Listing 9.2 An Abbreviated Displacement Mapping Effect
cbuffer CBufferPerObject
{
/* ... */
float DisplacementScale <
string UIName = "Displacement Scale";
string UIWidget = "slider";
float UIMin = 0.0;
float UIMax = 2.0;
float UIStep = 0.01;
> = {0.0f};
}
Texture2D DisplacementMap <
string UIName = "Displacement Map";
string ResourceType = "2D";
>;
VS_OUTPUT vertex_shader(VS_INPUT IN)
{
VS_OUTPUT OUT = (VS_OUTPUT)0;
float2 textureCoordinate = get_corrected_texture_coordinate(IN.
TextureCoordinate);
if (DisplacementScale > 0.0f)
{
float displacement = DisplacementMap.
SampleLevel(TrilinearSampler, textureCoordinate, 0);
IN.ObjectPosition.xyz += IN.Normal * DisplacementScale *
(displacement - 1);
}
OUT.Position = mul(IN.ObjectPosition, WorldViewProjection);
OUT.TextureCoordinate = textureCoordinate;
OUT.Normal = normalize(mul(float4(IN.Normal, 0), World).xyz);
float3 worldPosition = normalize(mul(IN.ObjectPosition, World)).
xyz;
OUT.ViewDirection = normalize(CameraPosition - worldPosition);
OUT.LightDirection = get_light_data(LightPosition, worldPosition,
LightRadius);
return OUT;
}
Displacement Mapping Preamble
The CBufferPerFrame block contains a new member for displacement scale. A new Texture2D object also exists for the displacement map. You can combine these new members with any of the lighting effects you’ve developed thus far.

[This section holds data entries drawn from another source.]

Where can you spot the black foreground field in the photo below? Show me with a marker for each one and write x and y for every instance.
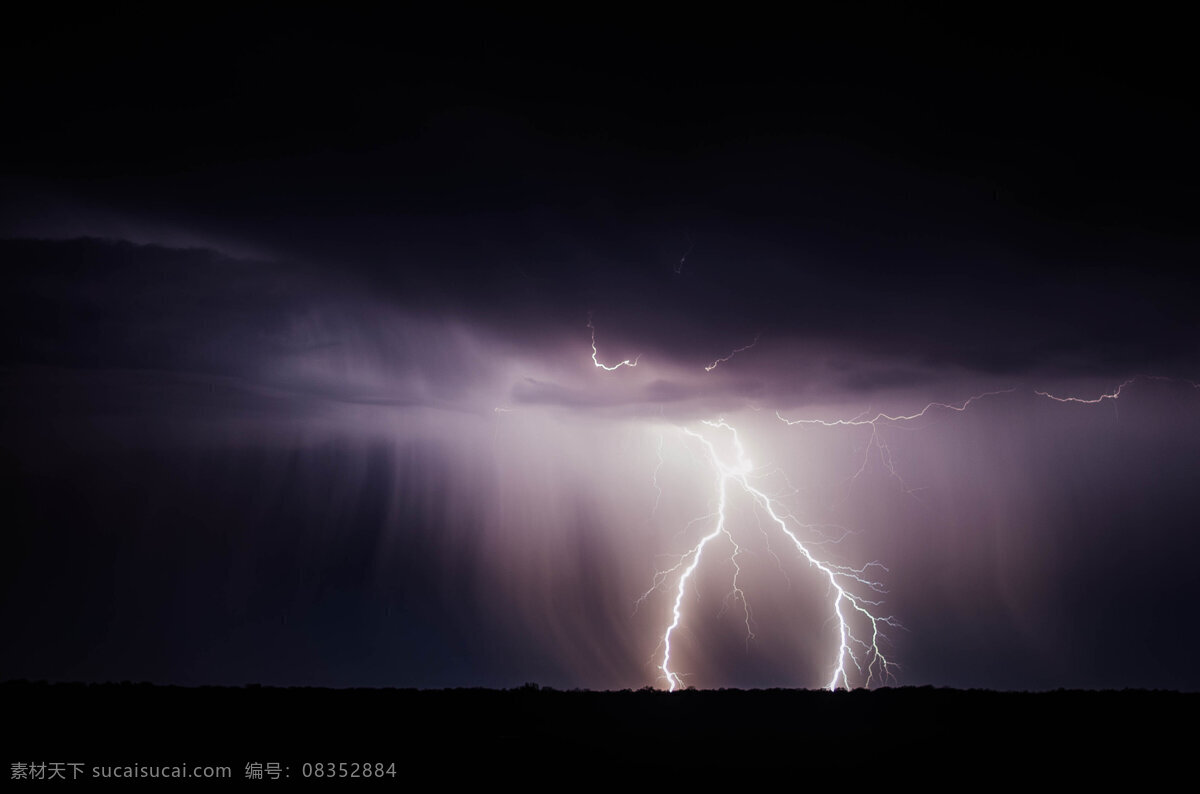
(313, 735)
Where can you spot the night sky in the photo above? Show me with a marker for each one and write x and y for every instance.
(299, 310)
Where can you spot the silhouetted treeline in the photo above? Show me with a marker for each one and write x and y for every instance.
(887, 731)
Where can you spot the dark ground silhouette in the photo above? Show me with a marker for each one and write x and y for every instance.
(868, 738)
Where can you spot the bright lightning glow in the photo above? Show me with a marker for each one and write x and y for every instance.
(595, 359)
(732, 353)
(849, 605)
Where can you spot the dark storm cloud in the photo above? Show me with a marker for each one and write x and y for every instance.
(297, 349)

Displacement Mapping Vertex Shader
The displacement mapping-specific code samples the displacement magnitude and then displaces the vertex inward along its normal. When sampling a texture from within the vertex shader, you use the SampleLevel() method, where the second parameter is the mip-level. Note that the normal mapping code has been removed from Listing 9.2, to point out that the normal is not coming from a separate texture. A better iteration of this effect is to employ tessellation to add vertices and sample the normal from a normal map. Part IV “Intermediate-Level Rendering Topics,” explores this topic further.
Displacement Mapping Output
Figure 9.5 shows the results of the displacement mapping effect applied to a plane with the stone wall texture. In the image to the left, the displacement map in Figure 9.4 is applied with a scale of 0.2. For the image to the right, the displacement is nullified with a scale of 0.0.

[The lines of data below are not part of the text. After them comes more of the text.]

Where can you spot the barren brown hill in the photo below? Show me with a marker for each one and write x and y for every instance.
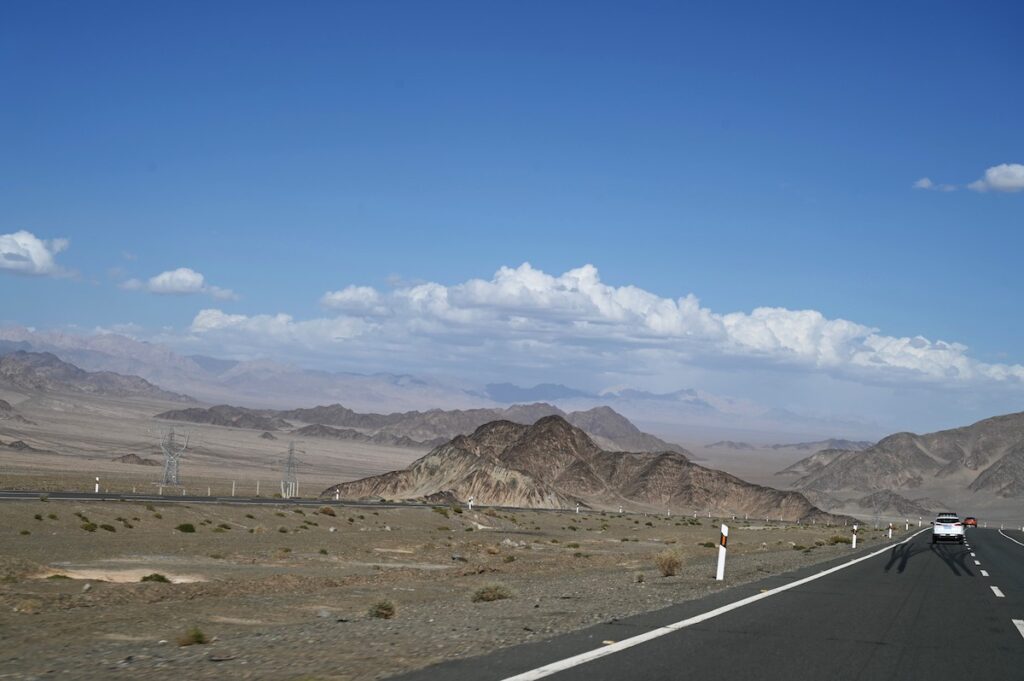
(42, 372)
(428, 428)
(987, 456)
(553, 464)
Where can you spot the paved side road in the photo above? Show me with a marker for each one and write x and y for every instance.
(914, 612)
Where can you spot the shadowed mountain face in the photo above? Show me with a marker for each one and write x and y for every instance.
(553, 464)
(43, 372)
(986, 457)
(425, 429)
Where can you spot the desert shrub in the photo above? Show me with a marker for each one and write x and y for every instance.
(194, 636)
(156, 577)
(491, 592)
(668, 562)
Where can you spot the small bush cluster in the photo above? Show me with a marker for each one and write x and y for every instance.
(382, 609)
(668, 562)
(492, 592)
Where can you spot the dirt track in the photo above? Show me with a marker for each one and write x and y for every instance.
(284, 597)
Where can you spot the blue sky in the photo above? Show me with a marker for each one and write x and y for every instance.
(752, 155)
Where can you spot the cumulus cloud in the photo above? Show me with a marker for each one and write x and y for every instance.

Figure 9.5 DisplacementMapping.fx applied to a plane with a stone wall texture using a displacement map (left) and without a displacement map (right). (Textures by Nick Zuccarello, Florida Interactive Entertainment Academy.)
The plane used in Figure 9.5 was created using Autodesk Maya, with 50 horizontal and vertical subdivisions. It has a higher vertex count than the built-in plane model NVIDIA FX Composer includes.
Summary
In this chapter, you learned about normal mapping and displacement mapping, techniques for adding detail to an object without necessarily increasing geometry. This chapter marks the end of Part II, “Shader Authoring with HLSL.” In the next section, you begin working with the DirectX API using C++ and incorporate the shaders you’ve authored into a C++ rendering engine.
Exercises
1. Find or create a color texture with an associated normal map (resource links are available on the book’s companion website). Use these textures to experiment with the normal mapping effect. Modify the lighting, manipulate the camera, and observe the output.
2. Implement a complete displacement mapping effect that incorporates a single point light.
3. Find or create a color texture with an associated displacement map. Use these textures to experiment with the displacement mapping effect. Modify the displacement scale, and observe the results.